The company is currently working to exploit the Entrada field, located off the coast of Louisiana.
“We anticipate (production) will go way up with the completion of Entrada,” Weatherly said.
The water above the deposit is 4,600 feet deep, and the wells will have a vertical depth of 13,000 to 21,000 feet, which makes it difficult to get to the oil, he said.
“We just want to get it out of the ground,” he said.
The Entrada field has a proven reserve of 32 million barrels equivalent, but could hold much more, Weatherly said.
“You don’t know until the oil comes ashore, but it has the potential to be a big increase,” he said.
The success of oil companies in the region has also been a boost to B&K Bank, said Page Ogden, president and chief executive officer for B&K Bank.
“We’re all benefiting somewhat from the price of oil, the renewed activity in the oil and gas sector,” he said.
Because B&K is a smaller company, it has been immune to much of the turbulence in the national banking industry and has kept its earnings relatively even.
“Our core earnings are relatively flat,” Odgen said. “That’s a great thing in the banking world to be able to maintain your earnings.”
One reason for this is B&K’s small size.
“This area is somewhat insulated from some of the economic issues that are occurring in pockets throughout the country,” Odgen said. “We’re not down nearly as much as some of the larger banks in the country.”
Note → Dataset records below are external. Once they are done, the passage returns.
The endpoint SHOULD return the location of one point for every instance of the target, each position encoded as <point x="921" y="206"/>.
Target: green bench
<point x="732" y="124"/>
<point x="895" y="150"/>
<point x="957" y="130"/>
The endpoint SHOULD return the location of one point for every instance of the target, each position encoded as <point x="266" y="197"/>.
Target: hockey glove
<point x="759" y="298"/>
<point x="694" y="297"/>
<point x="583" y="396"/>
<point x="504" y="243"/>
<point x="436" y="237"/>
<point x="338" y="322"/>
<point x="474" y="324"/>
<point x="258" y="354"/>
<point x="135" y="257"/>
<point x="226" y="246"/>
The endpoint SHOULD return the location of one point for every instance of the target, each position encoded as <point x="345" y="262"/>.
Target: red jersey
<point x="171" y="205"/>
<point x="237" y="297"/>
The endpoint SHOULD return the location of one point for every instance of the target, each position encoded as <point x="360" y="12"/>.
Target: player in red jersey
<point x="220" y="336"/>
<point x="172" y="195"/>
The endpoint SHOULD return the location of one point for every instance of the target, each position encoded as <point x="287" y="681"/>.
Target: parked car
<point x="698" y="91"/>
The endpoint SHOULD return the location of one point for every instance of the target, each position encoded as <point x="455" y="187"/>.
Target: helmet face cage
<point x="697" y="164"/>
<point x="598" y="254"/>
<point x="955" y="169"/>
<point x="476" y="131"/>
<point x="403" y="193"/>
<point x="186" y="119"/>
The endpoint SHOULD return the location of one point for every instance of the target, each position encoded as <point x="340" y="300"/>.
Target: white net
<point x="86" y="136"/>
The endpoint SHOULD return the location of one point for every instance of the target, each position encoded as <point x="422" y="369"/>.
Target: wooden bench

The bank has also seen asset growth of approximately $23.4 million.
“A good part of that growth was in our investment portfolio,” he said. “Part of our ability to do that was based on our strong capital growth.
B&K’s stock closed Friday at $13.83 per share and has remained fairly steady over the past year. The 52-week high was $18 and the low was $11.05.
“The majority of our shareholders are long time holders and the stocks are not being actively traded out there,” he said.
One of the keys to coming out unscathed from the mortgage crash is small banks’ focus on commercial real estate, Odgden said.
From 2002 to 2007, B&K’s commercial loans jumped from $60 million to $112 million, up to 50 percent of their total loans.
“We’ve been a major player in the mortgage business but we’ve done less in recent years than in the 1990s because the mortgage brokerage industry was doing most of those originations,” he said.
However B&K is looking to get back into the residential loan game.
“The long term players in this will be the banks, not necessarily the parties that were players before,” he said.